たとえば、今日が1月2日 0時(GMT)で、channel 0 のドアの利用率を計算したいすると、 start_key
は [0, 2017-01-01T00:00:00.000Z]
, end_key
は [0,2017-01-02T00:00:00.000Z]
になります。これを、先ほどのCloudant APIのURLの最後に、引数として設定して、クエリを実行します。
利用率の算出部分
ドアが閉まった時間を記録しておいて、ドアが開いたらその時間から逆算して、何分間ドアが閉まっていたかを計算するだけの簡単な仕組みです。
さくらIoT Platformから送られ、Cloudantに保存されているのは、 こんなデータです。
ドア番号 | 日付 | ステータス |
---|---|---|
A | 1/1 8:00 | closed |
B | 1/1 8:15 | closed |
B | 1/1 8:45 | open |
A | 1/1 9:00 | open |
ここから、ドアAは1時間利用されている、ドアBは30分利用されているといった感じで、利用時間を計算する必要があります。

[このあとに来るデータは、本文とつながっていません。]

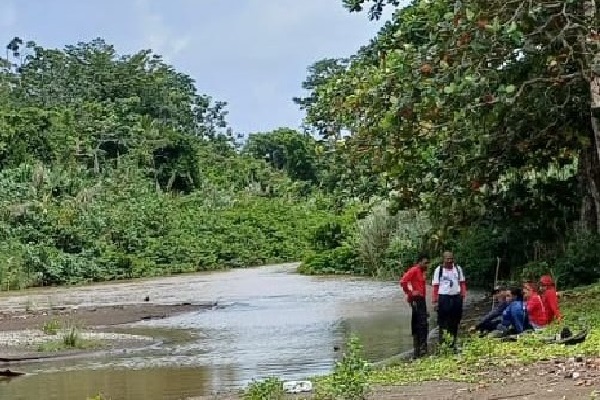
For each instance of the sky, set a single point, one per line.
(253, 54)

もちろん、0時の時点でドアが閉まっていた場合も考慮しないと行けないです。ステータスがダブって記録された場合も一応考慮しておきます。
あと、今回は、算出対象期間中1回もドアが開閉しなかったケースは考えない(=利用されていなかった)ことにさせてください。

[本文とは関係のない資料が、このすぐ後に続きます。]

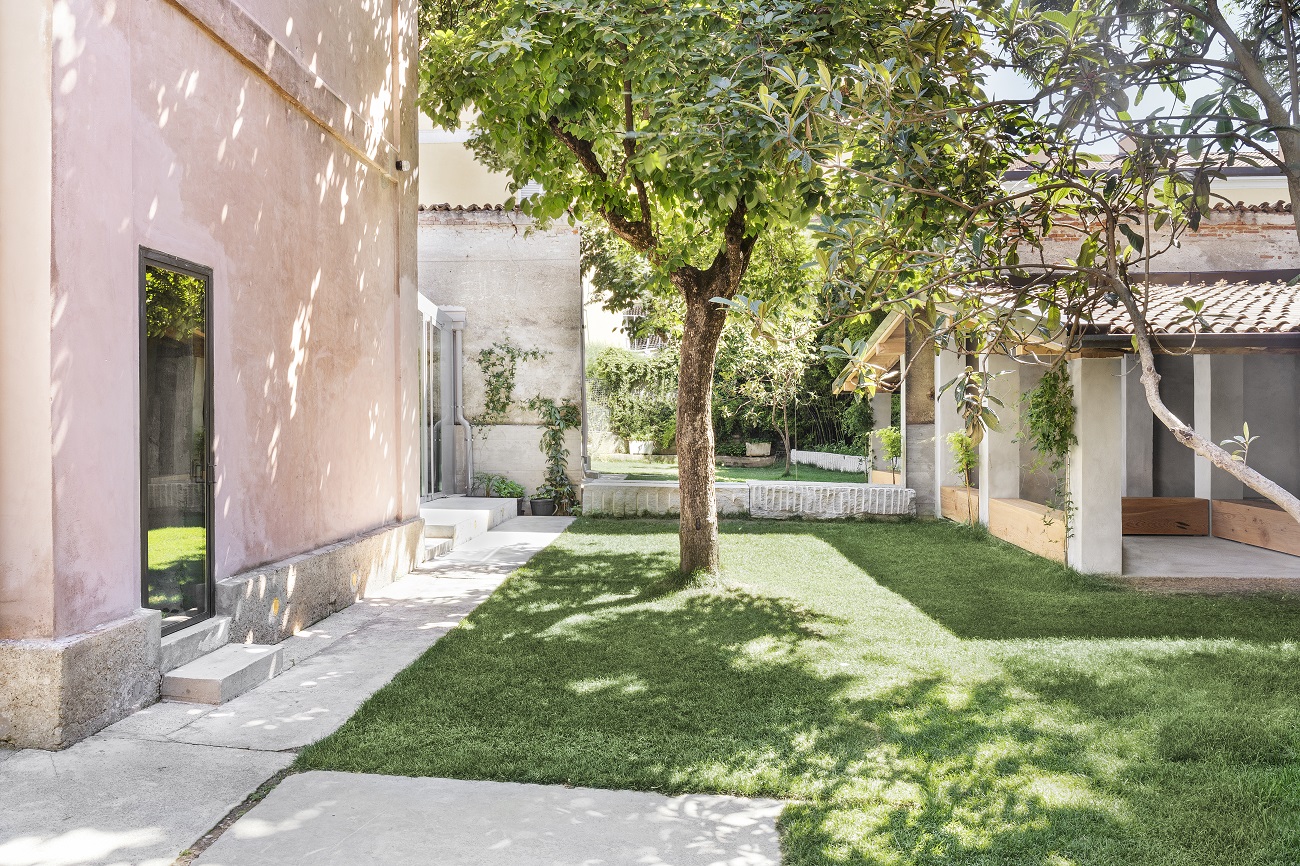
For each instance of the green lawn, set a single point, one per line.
(648, 471)
(922, 695)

channel_id=msg.cl_stat.channel_id;
start_time=new Date(msg.cl_stat.start_time);
end_time=new Date(msg.cl_stat.end_time);
used_msec = 0;
last_closed = null;
msg.payload.rows.forEach(function( elm ) {
// keyに保存された日付をパース
dt = new Date(elm.key[1]);
if(elm.value===0 && used_msec ===0 && last_closed ===null ){
// ドアが開いた=利用終了 かつ初エントリ
// 利用時間を計算して加算
// 初回なのでカウント開始時間(start_time)からの差
used_msec = dt - start_time;
// 利用時間開始をリセット
last_closed = 0;
} else if(elm.value===0 && last_closed !== 0 ){
// ドアが開いた=利用終了
// 利用時間を計算して加算
used_msec += dt - last_closed;
// 利用時間開始をリセット
last_closed = 0;
} else if(elm.value==1 && !last_closed ) {
// ドアが閉まった=利用開始 last_closedが0/null=連続していない1
last_closed = dt;
}
});
// もし最後のエントリが1の場合(end_time 時点でドアが閉まっている場合
if(last_closed){
// 利用時間を計算して加算
used_msec += end_time - last_closed;
}
msg.payload = {
"data_type" : "usage_stats",
"channel_id" : channel_id,
"start_time":start_time.toString(),
"end_time":end_time.toString(),
"used_msec" : used_msec,
"used_mins" : used_msec / 1000 / 60,
"usage" : used_msec /(end_time-start_time)
};
return msg;
実際に実行してみると、無事計算されたようです。たぶん。
あとは、毎日早朝にこのスクリプトを実行するなり、この値をCloudantに保存し直すなり、煮たり焼いたりしていただければ。
そろそろ時間になりましたので、さくらIoT x node-RED on Bluemix で会議室の空き状況を表示させるまでの3日間、これで終わりにしておきます。
何かの参考になればなによりです。
##ご静聴?ありがとうございました。